Isaacs chucked the pipe away into the bushes and knelt beside the girl. He put the back of his hand over the girl’s face. No breath. He looked down at her chest. No rise and fall. He moved his hand down there and placed it over her left breast. No heartbeat. He slipped it inside her bra, cupping the breast in his hand. Still nothing.
The breast was cold, but the round fullness hit him like a sudden white heat. He pulled his hand back. The sensation shocked him, set off a troubled train of thought in his head, the pleasing beginnings of an erection in his trousers. He glanced around the clearing, and beyond into the depths of the copse. There was nobody. Nobody to tell. He reached out and touched the girl again. She was like ice. Cold, but pure. Then, without knowing quite why, Isaacs bent over and kissed the girl on the lips.

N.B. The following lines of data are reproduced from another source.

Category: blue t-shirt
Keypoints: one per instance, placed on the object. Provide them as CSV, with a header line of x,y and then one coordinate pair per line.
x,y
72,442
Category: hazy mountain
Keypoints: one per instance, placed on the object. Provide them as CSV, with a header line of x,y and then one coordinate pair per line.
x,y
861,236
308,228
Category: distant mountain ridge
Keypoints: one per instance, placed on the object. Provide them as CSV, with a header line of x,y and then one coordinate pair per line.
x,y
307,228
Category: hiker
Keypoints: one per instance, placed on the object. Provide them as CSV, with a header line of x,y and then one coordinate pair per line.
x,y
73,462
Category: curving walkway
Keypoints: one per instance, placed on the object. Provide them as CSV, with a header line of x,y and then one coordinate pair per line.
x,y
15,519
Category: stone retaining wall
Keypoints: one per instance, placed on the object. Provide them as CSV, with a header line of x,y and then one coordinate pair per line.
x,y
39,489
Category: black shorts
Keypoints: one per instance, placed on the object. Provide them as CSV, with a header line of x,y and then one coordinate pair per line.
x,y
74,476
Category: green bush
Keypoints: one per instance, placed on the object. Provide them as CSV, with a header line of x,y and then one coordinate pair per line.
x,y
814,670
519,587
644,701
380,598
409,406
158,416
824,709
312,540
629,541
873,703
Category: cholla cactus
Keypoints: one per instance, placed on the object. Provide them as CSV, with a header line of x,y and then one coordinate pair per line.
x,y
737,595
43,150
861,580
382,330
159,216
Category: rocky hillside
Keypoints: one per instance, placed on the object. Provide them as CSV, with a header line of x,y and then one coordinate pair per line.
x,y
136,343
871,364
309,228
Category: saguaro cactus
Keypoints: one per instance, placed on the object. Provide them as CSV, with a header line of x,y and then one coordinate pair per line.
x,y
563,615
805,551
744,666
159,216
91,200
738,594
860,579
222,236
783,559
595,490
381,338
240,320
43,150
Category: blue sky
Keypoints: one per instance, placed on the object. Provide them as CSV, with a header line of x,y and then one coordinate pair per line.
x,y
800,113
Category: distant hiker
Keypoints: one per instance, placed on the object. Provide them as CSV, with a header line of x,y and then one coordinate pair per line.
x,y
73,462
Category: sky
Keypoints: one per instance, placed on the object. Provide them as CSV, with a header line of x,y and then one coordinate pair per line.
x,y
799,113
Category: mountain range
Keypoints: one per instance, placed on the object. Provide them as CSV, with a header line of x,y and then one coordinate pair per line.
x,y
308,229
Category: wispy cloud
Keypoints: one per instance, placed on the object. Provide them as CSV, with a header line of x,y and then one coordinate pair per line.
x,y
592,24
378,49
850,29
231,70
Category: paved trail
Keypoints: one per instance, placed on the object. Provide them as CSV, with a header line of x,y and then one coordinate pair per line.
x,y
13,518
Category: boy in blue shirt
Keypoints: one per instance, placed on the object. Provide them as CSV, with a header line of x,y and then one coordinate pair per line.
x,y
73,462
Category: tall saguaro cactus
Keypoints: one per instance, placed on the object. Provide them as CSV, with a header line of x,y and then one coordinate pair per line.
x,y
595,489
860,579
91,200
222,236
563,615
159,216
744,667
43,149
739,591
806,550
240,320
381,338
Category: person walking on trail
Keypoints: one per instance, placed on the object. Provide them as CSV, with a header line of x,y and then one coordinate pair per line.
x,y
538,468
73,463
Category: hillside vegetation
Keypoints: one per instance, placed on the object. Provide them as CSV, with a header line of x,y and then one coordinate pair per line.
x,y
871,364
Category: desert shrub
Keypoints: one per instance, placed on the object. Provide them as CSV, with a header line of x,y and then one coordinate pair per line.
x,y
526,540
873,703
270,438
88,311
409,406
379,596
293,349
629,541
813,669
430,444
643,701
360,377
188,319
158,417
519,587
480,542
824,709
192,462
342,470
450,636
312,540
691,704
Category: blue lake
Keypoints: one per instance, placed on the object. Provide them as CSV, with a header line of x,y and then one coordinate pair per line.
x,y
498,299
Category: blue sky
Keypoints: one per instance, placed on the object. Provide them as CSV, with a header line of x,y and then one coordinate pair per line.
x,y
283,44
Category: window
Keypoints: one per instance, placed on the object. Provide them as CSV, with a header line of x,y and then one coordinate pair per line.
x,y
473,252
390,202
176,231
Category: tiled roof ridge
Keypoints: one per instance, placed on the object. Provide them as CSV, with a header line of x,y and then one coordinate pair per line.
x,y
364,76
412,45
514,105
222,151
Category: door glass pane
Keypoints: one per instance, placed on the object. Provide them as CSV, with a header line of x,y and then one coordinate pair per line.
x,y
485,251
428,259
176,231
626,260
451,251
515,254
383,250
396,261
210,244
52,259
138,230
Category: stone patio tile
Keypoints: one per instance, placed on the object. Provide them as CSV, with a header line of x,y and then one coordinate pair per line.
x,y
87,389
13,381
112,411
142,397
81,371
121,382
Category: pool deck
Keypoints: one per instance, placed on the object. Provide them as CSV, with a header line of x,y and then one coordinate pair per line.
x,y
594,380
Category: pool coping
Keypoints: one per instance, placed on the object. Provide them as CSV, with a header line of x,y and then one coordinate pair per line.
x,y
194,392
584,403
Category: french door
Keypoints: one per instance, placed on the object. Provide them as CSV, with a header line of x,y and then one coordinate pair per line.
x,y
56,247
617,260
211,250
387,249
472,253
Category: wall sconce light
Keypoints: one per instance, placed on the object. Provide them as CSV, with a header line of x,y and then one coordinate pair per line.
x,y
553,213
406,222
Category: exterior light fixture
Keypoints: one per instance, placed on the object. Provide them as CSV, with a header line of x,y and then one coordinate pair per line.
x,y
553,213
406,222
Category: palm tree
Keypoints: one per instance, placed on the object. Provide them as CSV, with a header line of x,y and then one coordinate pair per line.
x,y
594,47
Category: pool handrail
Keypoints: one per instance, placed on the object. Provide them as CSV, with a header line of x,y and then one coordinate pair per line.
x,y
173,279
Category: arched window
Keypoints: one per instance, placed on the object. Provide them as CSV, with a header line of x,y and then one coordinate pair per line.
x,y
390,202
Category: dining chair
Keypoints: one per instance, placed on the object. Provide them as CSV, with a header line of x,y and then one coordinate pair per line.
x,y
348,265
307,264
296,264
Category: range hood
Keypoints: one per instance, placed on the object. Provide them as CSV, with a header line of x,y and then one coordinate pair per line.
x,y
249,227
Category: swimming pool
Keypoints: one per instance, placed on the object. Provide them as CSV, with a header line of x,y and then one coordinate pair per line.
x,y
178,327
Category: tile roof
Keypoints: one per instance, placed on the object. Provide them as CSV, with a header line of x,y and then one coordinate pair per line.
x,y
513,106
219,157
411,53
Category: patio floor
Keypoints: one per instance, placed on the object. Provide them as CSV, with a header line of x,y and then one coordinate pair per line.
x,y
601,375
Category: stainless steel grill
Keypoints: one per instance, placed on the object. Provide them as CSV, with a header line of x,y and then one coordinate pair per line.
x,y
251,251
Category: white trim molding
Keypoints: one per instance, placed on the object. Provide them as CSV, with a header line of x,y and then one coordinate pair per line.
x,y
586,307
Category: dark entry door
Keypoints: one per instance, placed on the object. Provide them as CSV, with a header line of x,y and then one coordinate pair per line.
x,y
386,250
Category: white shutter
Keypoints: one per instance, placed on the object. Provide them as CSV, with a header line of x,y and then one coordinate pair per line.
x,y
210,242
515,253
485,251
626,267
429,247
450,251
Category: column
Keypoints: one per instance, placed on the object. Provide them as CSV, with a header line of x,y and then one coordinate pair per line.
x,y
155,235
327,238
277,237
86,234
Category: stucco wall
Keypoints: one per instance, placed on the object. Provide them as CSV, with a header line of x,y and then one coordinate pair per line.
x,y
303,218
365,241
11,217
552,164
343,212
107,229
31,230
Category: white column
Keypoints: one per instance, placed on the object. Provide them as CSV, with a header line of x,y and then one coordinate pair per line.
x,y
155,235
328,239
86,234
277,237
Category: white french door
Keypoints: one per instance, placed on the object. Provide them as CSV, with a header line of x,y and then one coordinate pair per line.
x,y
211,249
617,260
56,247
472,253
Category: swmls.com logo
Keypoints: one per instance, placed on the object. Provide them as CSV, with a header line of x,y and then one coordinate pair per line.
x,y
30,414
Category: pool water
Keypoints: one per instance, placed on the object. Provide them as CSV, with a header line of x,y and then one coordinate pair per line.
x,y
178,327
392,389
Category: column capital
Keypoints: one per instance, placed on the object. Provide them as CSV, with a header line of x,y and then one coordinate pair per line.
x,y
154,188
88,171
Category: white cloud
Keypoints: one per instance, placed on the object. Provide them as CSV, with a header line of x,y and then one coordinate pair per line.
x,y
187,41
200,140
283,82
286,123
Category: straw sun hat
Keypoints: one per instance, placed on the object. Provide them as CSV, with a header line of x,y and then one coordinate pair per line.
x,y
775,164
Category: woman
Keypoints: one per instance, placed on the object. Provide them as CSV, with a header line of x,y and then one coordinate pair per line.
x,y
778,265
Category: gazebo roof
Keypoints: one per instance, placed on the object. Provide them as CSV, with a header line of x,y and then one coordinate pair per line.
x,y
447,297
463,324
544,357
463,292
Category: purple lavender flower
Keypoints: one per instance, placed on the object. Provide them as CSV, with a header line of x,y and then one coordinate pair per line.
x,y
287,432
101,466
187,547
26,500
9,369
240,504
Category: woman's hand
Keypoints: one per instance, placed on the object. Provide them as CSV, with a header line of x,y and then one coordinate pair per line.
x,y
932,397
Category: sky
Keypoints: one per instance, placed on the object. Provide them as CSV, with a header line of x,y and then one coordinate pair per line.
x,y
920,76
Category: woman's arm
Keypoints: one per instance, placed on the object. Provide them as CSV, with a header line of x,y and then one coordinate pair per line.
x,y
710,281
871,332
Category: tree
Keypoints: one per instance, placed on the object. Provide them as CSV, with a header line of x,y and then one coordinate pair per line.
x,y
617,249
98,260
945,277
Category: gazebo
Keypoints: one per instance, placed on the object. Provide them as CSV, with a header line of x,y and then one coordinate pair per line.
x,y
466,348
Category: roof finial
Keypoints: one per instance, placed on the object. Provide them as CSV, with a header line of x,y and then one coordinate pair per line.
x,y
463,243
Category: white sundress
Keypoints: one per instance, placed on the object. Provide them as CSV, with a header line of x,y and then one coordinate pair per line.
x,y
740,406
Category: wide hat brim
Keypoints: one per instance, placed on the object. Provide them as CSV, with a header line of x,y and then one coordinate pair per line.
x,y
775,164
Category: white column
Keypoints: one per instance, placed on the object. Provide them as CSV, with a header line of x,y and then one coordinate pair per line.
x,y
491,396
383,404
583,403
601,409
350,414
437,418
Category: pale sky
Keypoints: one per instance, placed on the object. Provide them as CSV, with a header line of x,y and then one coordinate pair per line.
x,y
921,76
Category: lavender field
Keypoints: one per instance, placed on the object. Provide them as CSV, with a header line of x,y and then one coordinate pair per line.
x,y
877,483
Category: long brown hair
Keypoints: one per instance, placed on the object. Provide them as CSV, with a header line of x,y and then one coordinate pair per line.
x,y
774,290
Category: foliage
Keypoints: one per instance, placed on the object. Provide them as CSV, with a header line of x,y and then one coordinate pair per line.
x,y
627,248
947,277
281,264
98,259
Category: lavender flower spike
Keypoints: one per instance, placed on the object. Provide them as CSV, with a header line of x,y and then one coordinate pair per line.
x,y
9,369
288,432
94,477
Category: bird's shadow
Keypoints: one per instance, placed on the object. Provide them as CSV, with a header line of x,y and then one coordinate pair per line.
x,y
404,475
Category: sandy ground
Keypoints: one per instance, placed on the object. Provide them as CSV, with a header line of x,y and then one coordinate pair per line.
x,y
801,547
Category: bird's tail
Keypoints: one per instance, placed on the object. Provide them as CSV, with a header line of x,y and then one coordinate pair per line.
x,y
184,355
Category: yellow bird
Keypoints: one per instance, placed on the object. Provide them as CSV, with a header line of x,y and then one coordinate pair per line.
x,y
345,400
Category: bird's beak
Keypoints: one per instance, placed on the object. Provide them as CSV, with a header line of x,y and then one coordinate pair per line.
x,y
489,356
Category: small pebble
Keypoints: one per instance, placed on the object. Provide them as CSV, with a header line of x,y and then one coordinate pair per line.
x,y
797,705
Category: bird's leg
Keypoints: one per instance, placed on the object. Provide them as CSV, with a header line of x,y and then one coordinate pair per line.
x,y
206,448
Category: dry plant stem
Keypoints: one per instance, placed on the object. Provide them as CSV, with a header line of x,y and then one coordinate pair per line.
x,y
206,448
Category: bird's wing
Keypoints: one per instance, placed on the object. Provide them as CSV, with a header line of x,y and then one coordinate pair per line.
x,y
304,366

Barbican Leisure Park, Plymouth. Tuesday 26th October. 10.47 am
The glitter balls sent light spinning round the room, the patterns morphing as they swept over the floor and walls. Calter and Enders bopped in the centre of the empty dance floor to an old Police number, the club manager’s idea of a joke, while Savage skirted the edge making notes.
It was Tuesday morning and the three of them were checking out clubs in preparation for Hardin’s Big Night Out operation and so far they’d done the White Rabbit on Breton Side and Annabel’s next to the marina. Now their focus had turned to Oceana, a huge club situated on the Barbican Leisure Complex along with a multiplex and a Pizza Hut. The club had several different themed rooms and right now they were in an area that mimicked a seventies New York disco, complete with flashing multi-coloured floor panels and a mirrored ceiling. Savage had pages of notes covering exits, vantage points, possible numbers of clubbers and anything else she thought might be of use for the undercover officers who would be on the ground come Saturday night. Even so the venue would be a nightmare to cover, what with the separate dance floors, booths and private rooms.
At this time of the morning with the venues empty, they all had the same sterile atmosphere. Savage had to remind herself it was the clubbers who made a venue, the ‘in crowd’ who gave a place its unique vibe. She thought, rather wistfully, that she hadn’t been part of any sort of vibe for a good number of years. With that in mind she beckoned Calter over.
‘What sort of people come here then?’ she asked.
‘Kids, ma’am. Fifteen-year-old girls trying to pass for eighteen. Eighteen-year-old boys trying to look older than their mates so they can snare one of those girls. A few older guys ogling the goods. It’s that sort of place.’
‘You’ve been here?’
‘Once or twice when everywhere else has been full or when I have been too drunk to be sensible.’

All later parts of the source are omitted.